To that end, Mr. Kavanaugh wrote, Mr. Clinton should be asked extremely detailed questions unless he first either resigned or admitted to perjury and publicly apologized to Mr. Starr.

Mr. Kavanaugh listed ten possible questions based on Ms. Lewinsky’s testimony, saying that he would “leave the best phrasing to others.” Among them were these:

“If Monica Lewinsky says that you had phone sex with her on approximately 15 occasions, would she be lying?”

“If Monica Lewinsky says that you ejaculated into her mouth on two occasions in the Oval Office area, would she be lying?”

“If Monica Lewinsky says that you masturbated into a trash can in your secretary’s office, would she by lying?”

In an interview earlier this month, Robert J. Bittman, the deputy counsel who led the Lewinsky prosecution for Mr. Starr, said Mr. Kavanaugh had recognized that the memo’s tone was a mistake.

“Brett immediately regretted the tone of that memo,” Mr. Bittman said. “My memory is that he was sleep deprived and then quickly realized in retrospect that it was over the top.”

In the memo, Mr. Kavanaugh said he was “mindful of the need to respect the office of the president.”

“But in my view,” he continued, “given what we know, the interests of the office of the president would best be served by gathering the full facts regarding the actions of this president so that the Congress can decide whether the interests of the presidency would best be served by having a new president.”

Mr. Kavanaugh’s views on the wisdom of criminal investigations of sitting presidents have evolved considerably.
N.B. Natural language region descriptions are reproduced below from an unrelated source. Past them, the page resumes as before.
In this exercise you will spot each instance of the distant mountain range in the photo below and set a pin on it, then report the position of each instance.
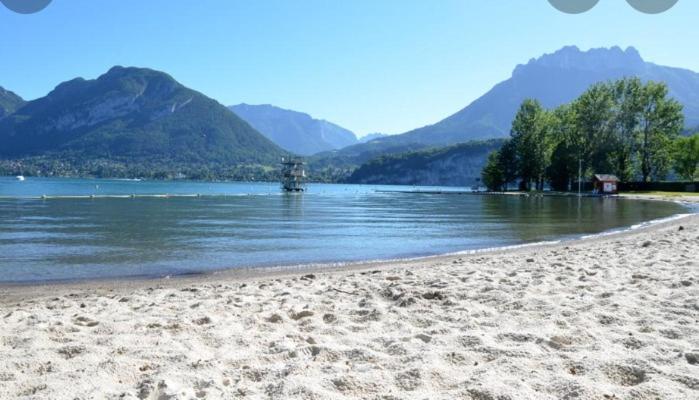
(294, 131)
(371, 137)
(553, 79)
(141, 122)
(132, 116)
(9, 102)
(457, 165)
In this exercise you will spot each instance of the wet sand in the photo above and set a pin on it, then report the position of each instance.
(611, 317)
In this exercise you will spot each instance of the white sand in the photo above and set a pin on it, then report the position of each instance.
(610, 318)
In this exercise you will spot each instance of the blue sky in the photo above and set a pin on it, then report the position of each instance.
(369, 65)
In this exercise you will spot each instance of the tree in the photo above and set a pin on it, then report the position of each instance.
(563, 167)
(493, 174)
(529, 138)
(592, 139)
(661, 121)
(686, 156)
(628, 96)
(508, 162)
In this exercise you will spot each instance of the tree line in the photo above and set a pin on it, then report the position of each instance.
(627, 128)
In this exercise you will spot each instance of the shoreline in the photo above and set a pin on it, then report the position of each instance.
(24, 290)
(605, 317)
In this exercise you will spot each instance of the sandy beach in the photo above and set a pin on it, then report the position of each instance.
(614, 317)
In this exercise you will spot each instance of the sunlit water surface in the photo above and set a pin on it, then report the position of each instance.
(69, 235)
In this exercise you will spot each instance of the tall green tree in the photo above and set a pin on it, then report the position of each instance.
(661, 121)
(493, 174)
(593, 135)
(508, 162)
(686, 157)
(563, 167)
(627, 100)
(529, 138)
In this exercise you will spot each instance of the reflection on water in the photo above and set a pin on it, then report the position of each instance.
(244, 225)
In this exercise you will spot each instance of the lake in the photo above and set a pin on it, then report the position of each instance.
(131, 229)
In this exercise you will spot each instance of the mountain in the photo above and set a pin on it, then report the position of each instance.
(133, 116)
(294, 131)
(553, 79)
(9, 102)
(457, 165)
(371, 136)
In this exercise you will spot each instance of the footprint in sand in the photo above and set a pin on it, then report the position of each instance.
(85, 321)
(624, 375)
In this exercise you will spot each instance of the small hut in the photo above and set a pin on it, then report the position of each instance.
(293, 174)
(605, 184)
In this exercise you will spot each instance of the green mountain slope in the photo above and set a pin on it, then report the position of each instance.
(129, 117)
(293, 130)
(553, 79)
(9, 102)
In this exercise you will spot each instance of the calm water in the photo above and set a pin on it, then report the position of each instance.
(251, 225)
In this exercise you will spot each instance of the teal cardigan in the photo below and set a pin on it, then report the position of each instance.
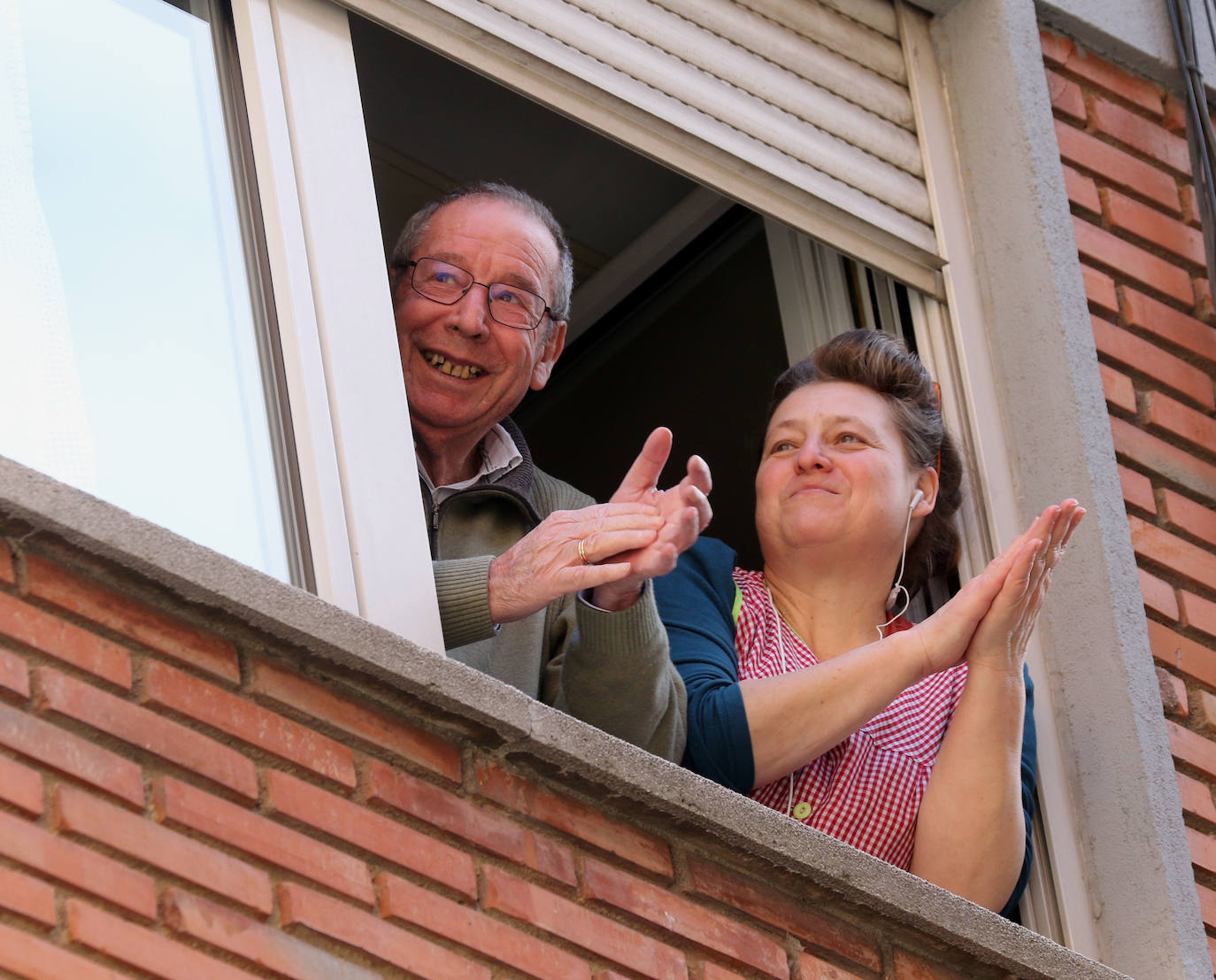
(698, 606)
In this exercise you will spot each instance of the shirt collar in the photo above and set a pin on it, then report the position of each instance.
(497, 453)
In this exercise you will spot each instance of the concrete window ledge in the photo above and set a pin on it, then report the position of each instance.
(712, 881)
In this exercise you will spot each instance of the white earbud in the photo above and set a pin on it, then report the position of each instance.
(894, 595)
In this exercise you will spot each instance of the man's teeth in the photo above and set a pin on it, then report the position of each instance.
(455, 370)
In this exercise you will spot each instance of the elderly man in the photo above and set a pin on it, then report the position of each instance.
(537, 585)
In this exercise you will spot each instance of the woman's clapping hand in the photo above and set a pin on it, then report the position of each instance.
(991, 618)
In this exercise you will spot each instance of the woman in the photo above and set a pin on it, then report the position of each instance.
(806, 687)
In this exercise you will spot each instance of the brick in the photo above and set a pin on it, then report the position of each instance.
(1204, 298)
(1145, 136)
(574, 819)
(1198, 612)
(1066, 95)
(1099, 289)
(149, 842)
(1159, 228)
(35, 960)
(146, 729)
(1174, 116)
(27, 896)
(1158, 595)
(1171, 462)
(1118, 166)
(1174, 651)
(373, 832)
(1174, 328)
(186, 806)
(911, 967)
(1208, 910)
(584, 928)
(1137, 489)
(259, 944)
(1197, 798)
(1150, 359)
(1174, 694)
(1192, 748)
(1189, 516)
(133, 619)
(1099, 246)
(13, 674)
(1189, 205)
(812, 968)
(1138, 91)
(143, 948)
(683, 918)
(734, 891)
(477, 824)
(1196, 427)
(166, 687)
(373, 935)
(458, 923)
(373, 726)
(1118, 390)
(21, 785)
(81, 867)
(1203, 850)
(71, 754)
(1056, 49)
(65, 641)
(1158, 544)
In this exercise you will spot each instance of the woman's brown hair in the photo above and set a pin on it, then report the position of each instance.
(883, 364)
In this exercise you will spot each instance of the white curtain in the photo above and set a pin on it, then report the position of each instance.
(42, 421)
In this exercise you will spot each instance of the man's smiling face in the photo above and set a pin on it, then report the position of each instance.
(465, 372)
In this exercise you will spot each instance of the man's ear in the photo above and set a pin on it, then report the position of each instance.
(549, 355)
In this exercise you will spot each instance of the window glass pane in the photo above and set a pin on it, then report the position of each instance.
(132, 368)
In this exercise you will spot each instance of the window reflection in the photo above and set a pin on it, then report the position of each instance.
(127, 334)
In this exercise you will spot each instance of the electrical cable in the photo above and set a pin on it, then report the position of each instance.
(1200, 137)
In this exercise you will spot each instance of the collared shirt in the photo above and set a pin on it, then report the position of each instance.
(499, 455)
(867, 790)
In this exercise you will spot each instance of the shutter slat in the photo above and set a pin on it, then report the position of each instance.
(773, 103)
(735, 66)
(800, 56)
(743, 113)
(877, 15)
(850, 38)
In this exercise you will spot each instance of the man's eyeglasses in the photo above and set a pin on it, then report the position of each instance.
(511, 305)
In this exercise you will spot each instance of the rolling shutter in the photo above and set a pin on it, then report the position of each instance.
(800, 108)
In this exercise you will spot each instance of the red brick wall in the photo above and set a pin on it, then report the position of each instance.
(1127, 172)
(182, 797)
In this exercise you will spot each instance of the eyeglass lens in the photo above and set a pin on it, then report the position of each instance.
(510, 305)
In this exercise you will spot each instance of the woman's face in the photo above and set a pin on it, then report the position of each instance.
(835, 469)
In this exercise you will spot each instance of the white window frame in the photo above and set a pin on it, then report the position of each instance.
(359, 478)
(348, 401)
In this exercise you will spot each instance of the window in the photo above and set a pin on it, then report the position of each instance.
(136, 360)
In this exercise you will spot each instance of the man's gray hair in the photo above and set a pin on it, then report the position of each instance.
(416, 228)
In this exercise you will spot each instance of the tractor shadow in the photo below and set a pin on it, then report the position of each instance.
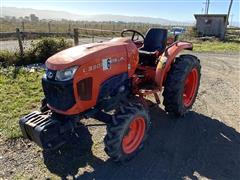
(195, 146)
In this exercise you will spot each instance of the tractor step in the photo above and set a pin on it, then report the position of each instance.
(46, 131)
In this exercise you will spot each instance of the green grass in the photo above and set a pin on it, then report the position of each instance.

“I believe that the president should be excused from some of the burdens of ordinary citizenship while serving in office,” he wrote in 2009 in the Minnesota Law Review, after an extended stint in the Bush White House and after he became a judge. Among those burdens, Judge Kavanaugh wrote, were responding to civil lawsuits and criminal charges.

He said Congress should consider imposing limits on such proceedings.

“Even the lesser burdens of a criminal investigation — including preparing for questioning by criminal investigators — are time-consuming and distracting,” Judge Kavanaugh wrote. “Like civil suits, criminal investigations take the president’s focus away from his or her responsibilities to the people. And a president who is concerned about an ongoing criminal investigation is almost inevitably going to do a worse job as president.”

Judge Kavanaugh said the proceedings could resume after a president left office and that impeachment remained an option before then.

Michael D. Shear contributed reporting.